Саблин сидел, слушал их разговор и удивлялся, как могли они это говорить, как прыгали у них мысли, подходя к самой бездне и отскакивая от нее то грубой плоской шуткой Гриценки, то философскими заключениями Мацнева.

Но с ними было легче. Они были живые люди. Их глаза блестели, они пили вино, они презирали смерть и не боялись ее.

Около полуночи стали расходиться. Саблин пошел к себе. Ему надо было проходить мимо избы, где лежал Корф. Окна мутно и ровно светились. Занавески были спущены. Саблина потянуло взглянуть на покойника. Он вошел в избу. Барон Корф, важный и величавый, лежал одетый в парадную форму, в белом глазетовом гробу. Тускло горели высокие свечи. Белые руки были сложены на груди. Цветы лежали подле гроба. Два рослых унтер-офицера часовых с винтовками за плечами и с обнаженными шашками, неподвижно висящими на левой руке, стояли по обеим сторонам гроба. На той самой койке, на которой он застрелился, неподвижно сидела маленькая седая старушка в черном платье. Голова ее тряслась. Она плакала.

Это была мать Корфа.

В избе было тихо. Чтец еще не пришел. Наплывший на свечу воск оборвался и упал, и Саблин вздрогнул от этого шума.

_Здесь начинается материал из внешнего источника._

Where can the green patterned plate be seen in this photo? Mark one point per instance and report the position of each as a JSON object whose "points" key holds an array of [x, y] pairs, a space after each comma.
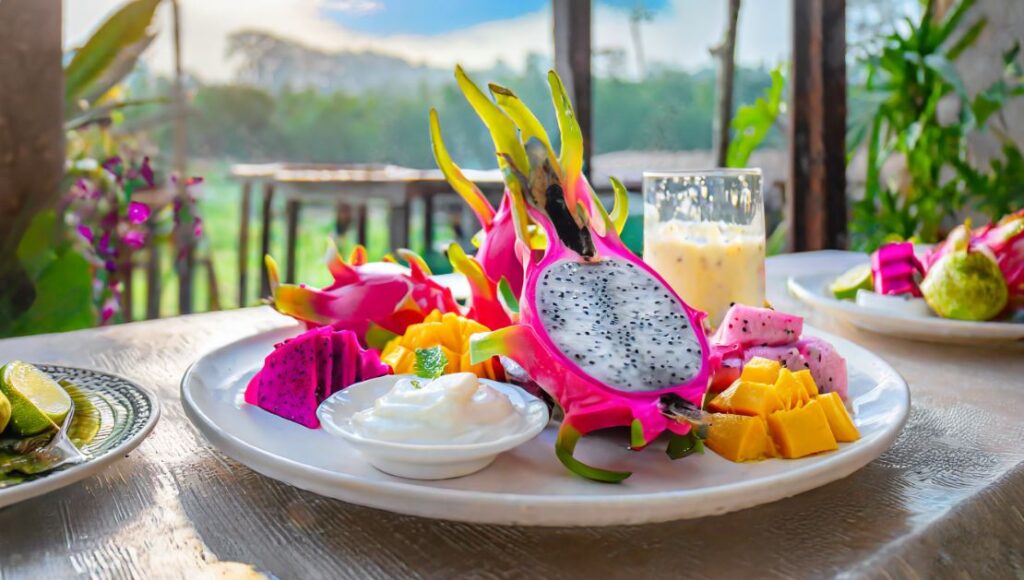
{"points": [[125, 413]]}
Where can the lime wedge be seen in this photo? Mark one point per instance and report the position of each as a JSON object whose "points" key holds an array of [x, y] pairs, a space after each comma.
{"points": [[37, 402], [4, 412], [857, 278]]}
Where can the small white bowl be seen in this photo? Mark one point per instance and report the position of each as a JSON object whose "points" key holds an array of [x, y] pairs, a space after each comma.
{"points": [[426, 461]]}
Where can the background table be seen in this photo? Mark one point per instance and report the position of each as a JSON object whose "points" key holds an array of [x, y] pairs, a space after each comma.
{"points": [[947, 498]]}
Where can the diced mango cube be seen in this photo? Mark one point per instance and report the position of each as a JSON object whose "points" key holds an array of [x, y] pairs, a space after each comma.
{"points": [[738, 438], [761, 370], [802, 431], [808, 380], [839, 419], [791, 390], [745, 398]]}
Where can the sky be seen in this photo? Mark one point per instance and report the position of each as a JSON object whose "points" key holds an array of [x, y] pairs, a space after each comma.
{"points": [[441, 33]]}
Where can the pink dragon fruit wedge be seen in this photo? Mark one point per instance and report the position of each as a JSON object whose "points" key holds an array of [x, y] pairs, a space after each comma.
{"points": [[598, 329], [301, 372], [894, 267], [749, 326], [376, 300]]}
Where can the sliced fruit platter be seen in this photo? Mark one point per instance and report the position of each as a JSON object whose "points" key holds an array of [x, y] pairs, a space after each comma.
{"points": [[58, 424], [970, 287], [390, 392]]}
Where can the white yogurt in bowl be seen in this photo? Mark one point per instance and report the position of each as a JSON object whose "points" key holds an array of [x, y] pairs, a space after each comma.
{"points": [[418, 428]]}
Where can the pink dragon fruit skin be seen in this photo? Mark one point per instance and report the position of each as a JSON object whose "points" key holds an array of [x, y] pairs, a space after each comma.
{"points": [[638, 341], [289, 383], [301, 372], [364, 296], [748, 326], [826, 365], [894, 267]]}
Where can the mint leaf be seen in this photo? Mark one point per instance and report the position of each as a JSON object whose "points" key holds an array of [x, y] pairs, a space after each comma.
{"points": [[507, 296], [430, 363]]}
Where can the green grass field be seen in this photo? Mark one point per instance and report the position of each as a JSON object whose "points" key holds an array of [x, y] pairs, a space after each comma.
{"points": [[220, 204]]}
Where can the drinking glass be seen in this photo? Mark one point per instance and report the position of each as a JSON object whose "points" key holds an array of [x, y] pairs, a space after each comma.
{"points": [[705, 234]]}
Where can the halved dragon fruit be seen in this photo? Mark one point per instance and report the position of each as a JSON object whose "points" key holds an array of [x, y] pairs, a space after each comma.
{"points": [[301, 372], [598, 329], [376, 300]]}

Старушка тихо, неутешно плакала. Саблин смотрел на нее. Если бы тогда, когда потребовал себе револьвер этот юноша, он подумал о ней. О! Почему он не подумал?!

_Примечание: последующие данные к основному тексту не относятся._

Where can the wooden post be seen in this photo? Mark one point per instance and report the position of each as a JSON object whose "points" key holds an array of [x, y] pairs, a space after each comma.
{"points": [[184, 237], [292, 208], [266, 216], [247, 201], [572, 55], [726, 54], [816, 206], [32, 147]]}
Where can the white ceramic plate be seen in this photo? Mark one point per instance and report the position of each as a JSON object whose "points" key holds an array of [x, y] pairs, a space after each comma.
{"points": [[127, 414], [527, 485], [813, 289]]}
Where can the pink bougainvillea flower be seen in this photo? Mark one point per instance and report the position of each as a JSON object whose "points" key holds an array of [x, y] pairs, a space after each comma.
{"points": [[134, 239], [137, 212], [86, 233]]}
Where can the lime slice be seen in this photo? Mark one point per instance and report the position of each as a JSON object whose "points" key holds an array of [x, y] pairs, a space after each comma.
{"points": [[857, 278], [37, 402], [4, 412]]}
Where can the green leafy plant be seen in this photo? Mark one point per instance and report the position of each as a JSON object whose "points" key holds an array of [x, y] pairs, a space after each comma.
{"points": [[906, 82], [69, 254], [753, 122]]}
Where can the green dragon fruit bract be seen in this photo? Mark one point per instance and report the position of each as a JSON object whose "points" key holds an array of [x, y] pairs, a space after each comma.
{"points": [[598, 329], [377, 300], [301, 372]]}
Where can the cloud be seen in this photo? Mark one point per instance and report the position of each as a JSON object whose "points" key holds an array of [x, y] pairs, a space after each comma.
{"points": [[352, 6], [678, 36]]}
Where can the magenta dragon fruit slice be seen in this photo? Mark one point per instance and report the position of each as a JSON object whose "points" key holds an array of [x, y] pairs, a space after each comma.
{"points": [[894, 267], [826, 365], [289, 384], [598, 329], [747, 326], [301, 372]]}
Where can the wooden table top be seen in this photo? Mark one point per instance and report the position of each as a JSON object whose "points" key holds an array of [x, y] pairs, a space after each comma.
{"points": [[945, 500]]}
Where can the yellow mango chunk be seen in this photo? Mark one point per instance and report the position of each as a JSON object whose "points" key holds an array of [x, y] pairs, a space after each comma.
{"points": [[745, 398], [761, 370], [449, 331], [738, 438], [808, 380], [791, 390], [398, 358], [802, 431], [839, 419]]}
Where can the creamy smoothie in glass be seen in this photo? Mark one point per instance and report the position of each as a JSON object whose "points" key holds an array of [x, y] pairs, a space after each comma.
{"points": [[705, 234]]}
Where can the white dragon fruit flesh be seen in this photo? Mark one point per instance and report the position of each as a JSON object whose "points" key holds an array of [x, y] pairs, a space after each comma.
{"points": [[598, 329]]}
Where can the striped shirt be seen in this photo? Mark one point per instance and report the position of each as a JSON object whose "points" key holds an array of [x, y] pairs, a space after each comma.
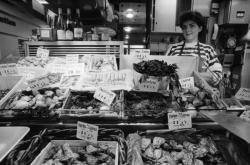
{"points": [[208, 56]]}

Опять, как после Ходынки, возмутилась против Бога его душа. Зачем, зачем столько горя ей, старой и одинокой?

Сердце щемило от боли, глаза щипало. Саблин не мог больше выносить этого безысходного материнского горя и тихонько, стараясь не звенеть шпорами, вышел из комнаты.

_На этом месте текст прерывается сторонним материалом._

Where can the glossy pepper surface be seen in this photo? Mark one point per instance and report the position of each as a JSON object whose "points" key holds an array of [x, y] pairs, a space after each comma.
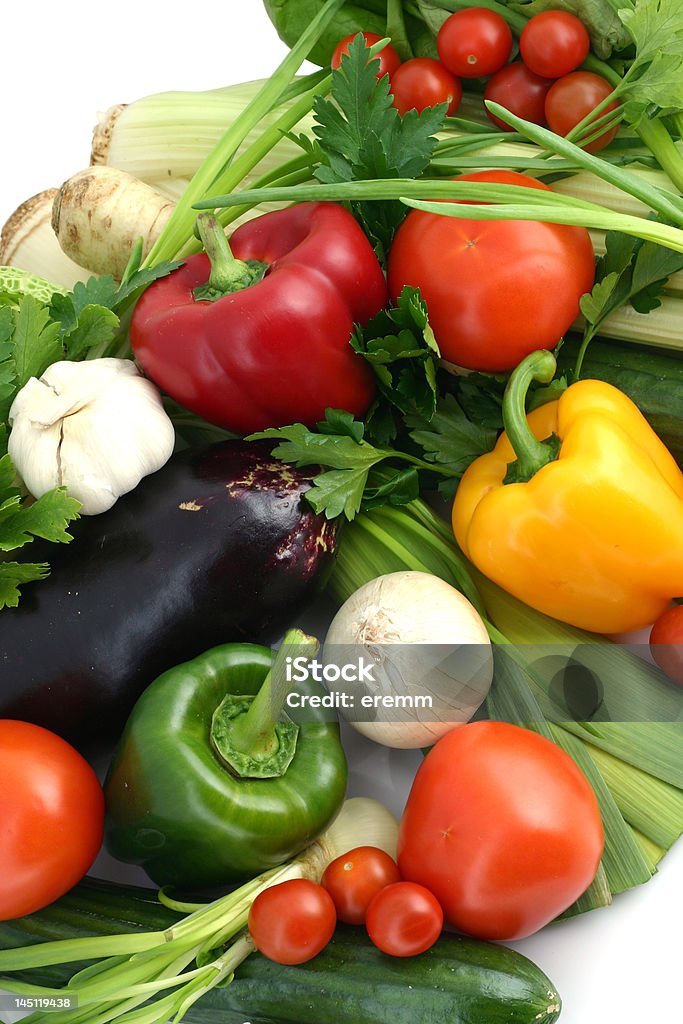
{"points": [[594, 537], [179, 808], [270, 344]]}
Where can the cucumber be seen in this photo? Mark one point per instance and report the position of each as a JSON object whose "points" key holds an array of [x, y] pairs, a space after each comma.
{"points": [[459, 981], [651, 378]]}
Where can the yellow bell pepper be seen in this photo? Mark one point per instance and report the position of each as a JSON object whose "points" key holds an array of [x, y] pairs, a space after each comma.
{"points": [[579, 509]]}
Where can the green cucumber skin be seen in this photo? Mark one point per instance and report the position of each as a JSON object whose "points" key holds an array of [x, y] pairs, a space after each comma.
{"points": [[458, 981], [651, 378]]}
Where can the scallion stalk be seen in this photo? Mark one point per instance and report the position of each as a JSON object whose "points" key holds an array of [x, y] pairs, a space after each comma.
{"points": [[644, 781]]}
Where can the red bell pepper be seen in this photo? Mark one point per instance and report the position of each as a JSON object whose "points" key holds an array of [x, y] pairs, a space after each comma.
{"points": [[259, 336]]}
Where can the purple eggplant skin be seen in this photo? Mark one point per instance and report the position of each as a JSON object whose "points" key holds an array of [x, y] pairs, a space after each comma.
{"points": [[217, 546]]}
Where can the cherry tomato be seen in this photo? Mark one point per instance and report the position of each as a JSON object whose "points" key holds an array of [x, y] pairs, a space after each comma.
{"points": [[571, 98], [503, 827], [554, 43], [354, 879], [51, 817], [496, 290], [403, 920], [422, 82], [292, 922], [667, 643], [474, 42], [387, 57], [520, 91]]}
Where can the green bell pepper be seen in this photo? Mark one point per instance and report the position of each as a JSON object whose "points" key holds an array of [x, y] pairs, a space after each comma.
{"points": [[208, 785]]}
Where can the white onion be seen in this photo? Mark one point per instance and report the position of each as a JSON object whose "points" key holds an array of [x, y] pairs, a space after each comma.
{"points": [[428, 652]]}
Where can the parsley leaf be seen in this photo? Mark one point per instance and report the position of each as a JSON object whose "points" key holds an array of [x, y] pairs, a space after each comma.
{"points": [[632, 271], [20, 521], [36, 341], [348, 459], [399, 345], [451, 438], [89, 314], [361, 135], [655, 76], [12, 574]]}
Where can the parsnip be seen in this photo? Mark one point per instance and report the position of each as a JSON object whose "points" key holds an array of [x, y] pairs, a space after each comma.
{"points": [[28, 242], [99, 213]]}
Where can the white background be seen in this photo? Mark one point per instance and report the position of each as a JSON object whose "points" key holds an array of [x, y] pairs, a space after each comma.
{"points": [[61, 62]]}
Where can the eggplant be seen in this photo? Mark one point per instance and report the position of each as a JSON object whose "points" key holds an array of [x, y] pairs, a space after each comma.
{"points": [[217, 546]]}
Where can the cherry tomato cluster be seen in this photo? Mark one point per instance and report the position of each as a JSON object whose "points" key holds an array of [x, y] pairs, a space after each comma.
{"points": [[293, 922], [544, 86]]}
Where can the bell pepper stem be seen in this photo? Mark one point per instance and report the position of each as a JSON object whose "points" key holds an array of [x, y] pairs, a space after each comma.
{"points": [[531, 454], [246, 733], [227, 273], [254, 732]]}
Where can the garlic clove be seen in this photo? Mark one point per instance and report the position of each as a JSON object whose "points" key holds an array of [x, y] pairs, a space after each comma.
{"points": [[96, 427]]}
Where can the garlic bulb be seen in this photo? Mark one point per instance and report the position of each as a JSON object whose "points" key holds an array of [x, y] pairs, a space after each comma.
{"points": [[95, 427], [409, 658]]}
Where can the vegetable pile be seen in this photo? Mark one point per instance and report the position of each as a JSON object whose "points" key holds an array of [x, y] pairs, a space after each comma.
{"points": [[455, 287]]}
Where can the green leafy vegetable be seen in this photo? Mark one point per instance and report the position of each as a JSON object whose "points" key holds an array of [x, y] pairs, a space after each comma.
{"points": [[631, 271], [655, 76], [361, 135], [35, 342], [451, 438], [400, 347], [339, 445], [19, 522]]}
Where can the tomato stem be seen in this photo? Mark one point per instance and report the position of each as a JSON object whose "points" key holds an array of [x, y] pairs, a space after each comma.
{"points": [[531, 454]]}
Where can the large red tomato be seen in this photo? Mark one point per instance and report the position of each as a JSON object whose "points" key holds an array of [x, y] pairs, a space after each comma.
{"points": [[503, 827], [496, 290], [51, 817]]}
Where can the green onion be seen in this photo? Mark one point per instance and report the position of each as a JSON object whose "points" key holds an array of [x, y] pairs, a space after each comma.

Дома он застал только что проснувшегося Ротбека. Он пил чай, смотрел мутными глазами на Саблина и, увидев его, сказал:

- А знаешь, Саша, я все-таки осилю этого генерала Пуфа. Не этот, так другой раз!

Он еще ничего не знал о самоубийстве Корфа. Он проспал его, а тогда в собрании ничего не понял.

XLVIII

Маруся написала письмо Саблину. Она хотела видеть Государя Императора и проверить все то, что о нем говорил Саблин. "Будет заря с церемонией и концерт на воздухе, - писала Маруся, - говорят, что туда пускают и постороннюю публику по билетам. Если это нетрудно устроить, достаньте мне билет и оставьте его у швейцара дома г-жи Мартовой. Я буду вам очень благодарна. После поговорим, поделимся впечатлениями".

- Простила! Простила! - чуть не громко кричал Саблин, читая эту записку. На заре, после зари он увидится с нею, переговорит и все выяснит. Устроить билет было нетрудно, и Саблин в радостном волнении прожил те две недели, которые отделяли его от дня, назначенного для высочайшего объезда лагеря и "зари с церемонией".

Утро этого дня было еще туманное, но уже с 10-ти часов засветило яркое солнце, стало жарко, глинистые дороги заблестели, как стальные, и стали быстро просыхать. Вечер обещал быть великолепным.

На правом фланге главного лагеря, где в квадратных домиках-палатках стоит гвардия, на том месте, где Царскосельское шоссе пересекает переднюю линейку, у левого фланга Л.-гв. Семеновского полка, возле церкви была построена неуклюжая дощатая трибуна для музыкантов и рядом с нею трибуна поменьше для публики. Против них, возле березовой рощи была уже за неделю поставлена тройная интендантская палатка; валик, на котором она стояла, был выложен свежим дерном и кругом посажены цветы. Подле было небольшое место, отгороженное веревками и предназначавшееся для публики почище. Сюда пускали по особым малинового цвета билетам. Такой билет и достал Саблин для Маруси.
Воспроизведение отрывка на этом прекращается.